メンバーはヴァイオリンが山根一仁と毛利文香、ヴィオラが田原綾子、チェロが上野通明。皆それぞれにすごい受賞歴の持ち主だが、ジュネーヴ国際音楽コンクールで2021年に優勝した上野のチェロが聴けるので楽しみにしていた。

曲目は、最初にドビュッシーの「月の光」があり、森円花の編曲による弦楽四重奏版だったが、これが素晴らしく美しい響きで、各楽器の特色ある音色を聞かせてくれたので、嬉しくなった。続いて、ドビュッシーの弦楽四重奏曲。美しい曲だが、ものすごく難しそうな印象で、こんな複雑な曲を良く書くものだと思ったが、演奏する側も見事で、弦楽四重奏の面白さを堪能した。

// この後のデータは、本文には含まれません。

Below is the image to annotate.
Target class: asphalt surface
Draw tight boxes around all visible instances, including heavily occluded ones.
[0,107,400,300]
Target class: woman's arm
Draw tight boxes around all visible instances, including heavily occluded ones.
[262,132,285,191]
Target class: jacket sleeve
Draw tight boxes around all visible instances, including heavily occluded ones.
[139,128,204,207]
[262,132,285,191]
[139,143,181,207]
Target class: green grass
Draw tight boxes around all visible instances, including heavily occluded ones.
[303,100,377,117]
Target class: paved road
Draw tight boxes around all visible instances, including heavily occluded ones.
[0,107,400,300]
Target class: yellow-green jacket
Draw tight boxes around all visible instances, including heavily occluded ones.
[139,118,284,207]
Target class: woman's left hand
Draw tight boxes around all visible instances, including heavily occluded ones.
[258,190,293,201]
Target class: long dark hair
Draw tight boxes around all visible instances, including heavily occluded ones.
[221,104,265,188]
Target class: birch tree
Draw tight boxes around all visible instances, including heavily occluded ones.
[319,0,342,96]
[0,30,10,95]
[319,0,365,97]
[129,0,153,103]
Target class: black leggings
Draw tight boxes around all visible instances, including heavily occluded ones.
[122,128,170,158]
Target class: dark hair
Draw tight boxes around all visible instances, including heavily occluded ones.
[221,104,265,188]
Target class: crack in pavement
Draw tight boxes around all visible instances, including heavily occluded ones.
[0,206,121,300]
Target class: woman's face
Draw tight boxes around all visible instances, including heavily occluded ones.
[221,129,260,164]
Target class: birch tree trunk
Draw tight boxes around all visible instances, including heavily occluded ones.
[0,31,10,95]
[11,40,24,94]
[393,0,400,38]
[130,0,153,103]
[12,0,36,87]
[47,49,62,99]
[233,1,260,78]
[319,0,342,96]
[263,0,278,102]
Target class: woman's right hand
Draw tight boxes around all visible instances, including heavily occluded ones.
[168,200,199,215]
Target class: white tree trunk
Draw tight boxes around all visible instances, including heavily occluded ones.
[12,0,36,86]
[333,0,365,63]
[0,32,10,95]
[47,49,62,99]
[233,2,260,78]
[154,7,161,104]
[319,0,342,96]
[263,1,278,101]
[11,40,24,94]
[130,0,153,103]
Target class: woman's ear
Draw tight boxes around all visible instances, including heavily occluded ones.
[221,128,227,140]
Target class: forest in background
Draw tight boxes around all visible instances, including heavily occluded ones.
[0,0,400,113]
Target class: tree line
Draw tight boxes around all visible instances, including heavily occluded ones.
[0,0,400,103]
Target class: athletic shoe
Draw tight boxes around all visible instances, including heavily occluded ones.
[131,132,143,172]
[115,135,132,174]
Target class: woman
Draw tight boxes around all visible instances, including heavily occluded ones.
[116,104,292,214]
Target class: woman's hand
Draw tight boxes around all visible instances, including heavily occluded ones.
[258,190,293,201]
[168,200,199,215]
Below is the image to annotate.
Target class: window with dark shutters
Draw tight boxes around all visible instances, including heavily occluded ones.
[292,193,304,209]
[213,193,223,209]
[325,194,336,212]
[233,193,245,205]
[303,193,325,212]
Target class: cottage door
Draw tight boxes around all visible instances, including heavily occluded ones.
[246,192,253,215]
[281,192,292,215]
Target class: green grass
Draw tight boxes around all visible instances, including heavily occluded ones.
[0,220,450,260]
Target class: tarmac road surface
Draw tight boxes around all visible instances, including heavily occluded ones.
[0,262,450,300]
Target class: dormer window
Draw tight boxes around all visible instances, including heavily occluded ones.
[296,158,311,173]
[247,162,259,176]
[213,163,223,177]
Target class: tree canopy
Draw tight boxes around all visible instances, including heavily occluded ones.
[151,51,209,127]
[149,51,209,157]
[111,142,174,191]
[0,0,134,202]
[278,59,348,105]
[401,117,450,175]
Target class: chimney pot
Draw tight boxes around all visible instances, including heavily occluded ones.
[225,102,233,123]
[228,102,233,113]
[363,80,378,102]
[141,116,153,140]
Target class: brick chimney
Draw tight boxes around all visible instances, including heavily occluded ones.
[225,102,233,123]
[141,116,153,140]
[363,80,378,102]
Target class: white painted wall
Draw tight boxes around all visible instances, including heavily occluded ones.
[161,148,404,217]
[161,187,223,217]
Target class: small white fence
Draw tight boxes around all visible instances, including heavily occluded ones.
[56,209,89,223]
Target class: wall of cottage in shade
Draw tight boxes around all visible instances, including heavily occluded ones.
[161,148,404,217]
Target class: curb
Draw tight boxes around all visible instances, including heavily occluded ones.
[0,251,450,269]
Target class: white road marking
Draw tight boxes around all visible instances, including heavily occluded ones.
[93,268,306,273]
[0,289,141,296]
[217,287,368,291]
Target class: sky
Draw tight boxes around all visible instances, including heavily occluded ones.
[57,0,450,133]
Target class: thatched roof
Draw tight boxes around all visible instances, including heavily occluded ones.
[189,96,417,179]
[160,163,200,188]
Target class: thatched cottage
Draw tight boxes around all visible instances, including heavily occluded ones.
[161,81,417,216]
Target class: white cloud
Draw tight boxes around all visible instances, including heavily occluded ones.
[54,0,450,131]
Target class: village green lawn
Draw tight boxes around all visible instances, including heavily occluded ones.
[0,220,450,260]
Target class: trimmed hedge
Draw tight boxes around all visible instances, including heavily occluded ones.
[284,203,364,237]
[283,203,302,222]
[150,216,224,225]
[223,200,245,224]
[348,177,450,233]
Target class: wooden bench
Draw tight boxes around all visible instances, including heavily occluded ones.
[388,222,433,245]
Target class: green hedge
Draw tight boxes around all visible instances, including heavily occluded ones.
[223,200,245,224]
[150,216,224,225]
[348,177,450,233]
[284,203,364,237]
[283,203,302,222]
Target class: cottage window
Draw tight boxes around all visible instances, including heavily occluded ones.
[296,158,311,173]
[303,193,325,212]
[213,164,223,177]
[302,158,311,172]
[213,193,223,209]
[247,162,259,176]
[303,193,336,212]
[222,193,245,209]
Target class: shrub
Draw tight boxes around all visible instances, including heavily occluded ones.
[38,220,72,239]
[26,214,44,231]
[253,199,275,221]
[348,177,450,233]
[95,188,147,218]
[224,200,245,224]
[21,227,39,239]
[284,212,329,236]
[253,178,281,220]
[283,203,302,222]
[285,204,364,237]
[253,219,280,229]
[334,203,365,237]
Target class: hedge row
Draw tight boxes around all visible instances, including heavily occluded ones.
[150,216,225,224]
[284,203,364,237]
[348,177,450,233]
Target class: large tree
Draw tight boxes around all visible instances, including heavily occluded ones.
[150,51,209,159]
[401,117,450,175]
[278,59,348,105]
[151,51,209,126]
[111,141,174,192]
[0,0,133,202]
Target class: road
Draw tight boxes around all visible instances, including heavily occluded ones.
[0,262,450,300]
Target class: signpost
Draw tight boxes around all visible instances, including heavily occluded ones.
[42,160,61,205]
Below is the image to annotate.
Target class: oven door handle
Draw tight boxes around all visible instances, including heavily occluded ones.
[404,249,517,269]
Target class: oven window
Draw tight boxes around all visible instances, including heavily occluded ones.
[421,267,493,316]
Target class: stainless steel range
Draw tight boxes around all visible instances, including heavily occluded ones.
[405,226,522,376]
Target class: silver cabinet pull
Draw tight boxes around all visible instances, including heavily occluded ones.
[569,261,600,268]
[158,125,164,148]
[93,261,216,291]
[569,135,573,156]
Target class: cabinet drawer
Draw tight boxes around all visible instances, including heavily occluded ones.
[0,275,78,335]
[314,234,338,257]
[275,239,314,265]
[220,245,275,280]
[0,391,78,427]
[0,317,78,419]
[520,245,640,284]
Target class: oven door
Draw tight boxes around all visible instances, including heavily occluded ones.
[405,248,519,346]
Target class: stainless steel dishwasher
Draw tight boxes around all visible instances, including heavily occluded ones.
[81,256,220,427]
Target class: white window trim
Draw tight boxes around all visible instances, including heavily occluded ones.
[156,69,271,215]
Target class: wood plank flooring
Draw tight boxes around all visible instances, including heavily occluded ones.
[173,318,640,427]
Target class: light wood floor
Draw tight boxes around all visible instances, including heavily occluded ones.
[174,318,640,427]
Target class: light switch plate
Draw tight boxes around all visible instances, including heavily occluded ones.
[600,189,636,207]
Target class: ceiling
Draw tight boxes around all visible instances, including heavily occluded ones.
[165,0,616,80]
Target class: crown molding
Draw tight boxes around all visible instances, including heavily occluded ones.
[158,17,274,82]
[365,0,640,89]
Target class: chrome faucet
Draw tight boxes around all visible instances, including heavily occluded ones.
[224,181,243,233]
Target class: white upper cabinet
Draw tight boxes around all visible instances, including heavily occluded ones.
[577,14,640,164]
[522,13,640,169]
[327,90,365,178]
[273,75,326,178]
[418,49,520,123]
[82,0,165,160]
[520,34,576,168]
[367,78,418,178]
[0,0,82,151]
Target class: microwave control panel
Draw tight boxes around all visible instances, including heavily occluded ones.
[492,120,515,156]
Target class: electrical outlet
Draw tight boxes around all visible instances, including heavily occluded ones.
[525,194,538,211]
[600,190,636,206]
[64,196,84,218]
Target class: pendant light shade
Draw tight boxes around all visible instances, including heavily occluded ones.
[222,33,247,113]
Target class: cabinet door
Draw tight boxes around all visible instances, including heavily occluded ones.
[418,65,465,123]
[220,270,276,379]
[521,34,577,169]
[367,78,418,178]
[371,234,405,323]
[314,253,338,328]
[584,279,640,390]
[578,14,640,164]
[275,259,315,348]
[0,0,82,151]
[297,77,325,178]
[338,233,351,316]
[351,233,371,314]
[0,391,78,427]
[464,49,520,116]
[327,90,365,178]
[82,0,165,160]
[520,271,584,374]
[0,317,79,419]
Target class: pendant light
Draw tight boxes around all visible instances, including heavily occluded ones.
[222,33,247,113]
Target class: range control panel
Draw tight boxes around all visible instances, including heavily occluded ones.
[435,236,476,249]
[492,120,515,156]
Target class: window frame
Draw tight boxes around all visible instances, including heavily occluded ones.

休憩の後はシューベルトの「死と乙女」。弦楽四重奏の定番で、長い曲だが、まったく退屈せずに聞いた。山根のヴァイオリンと、上野のチェロの音色の美しさが際立っていて、弦楽四重奏のグループの中でもトップクラスといえる演奏だと思った。アンコールにはハイドンを弾いた。これも音色が美しく、堪能。

すっかり良い気分で家に帰り、簡単な食事。シーザー風のサラダ、野菜スープ、特大クロスティーニ、鳥のパテ、豚肉のパテなど。飲み物はヴァン・ムスー。

N響のモーツアルトとベートヴェン

2024-01-26 11:12:06 | 音楽
1月25日(木)の夜にサントリーホールでN響を聴く。指揮はロシア出身のトゥガン・ソヒエフ。9割以上の入り。

前半がモーツアルトの「ヴァイオリンとヴィオラのための協奏交響曲」。ソリストはN響のコンサートマスターである郷古廉、とヴィオラ首席の村上淳一郎。顔はよく見るが、ソリストとして演奏を聴くのは初めて。モーツァルトなので、小編成のオケと合わせる形で、室内楽的な音色を楽しむような曲。普段はヴィオラの音はあまり聞かないが、この曲ではヴァイオリンとの掛け合いを堪能できる。さすが、N響のコンマスや首席だけあって、素晴らしい掛け合いだった。アンコールでは、二人でモーツァルトの曲を弾いたが、これもなかなか聞きごたえがあって堪能した。できるならば、もう少し小さな会場で聴きたいと感じた。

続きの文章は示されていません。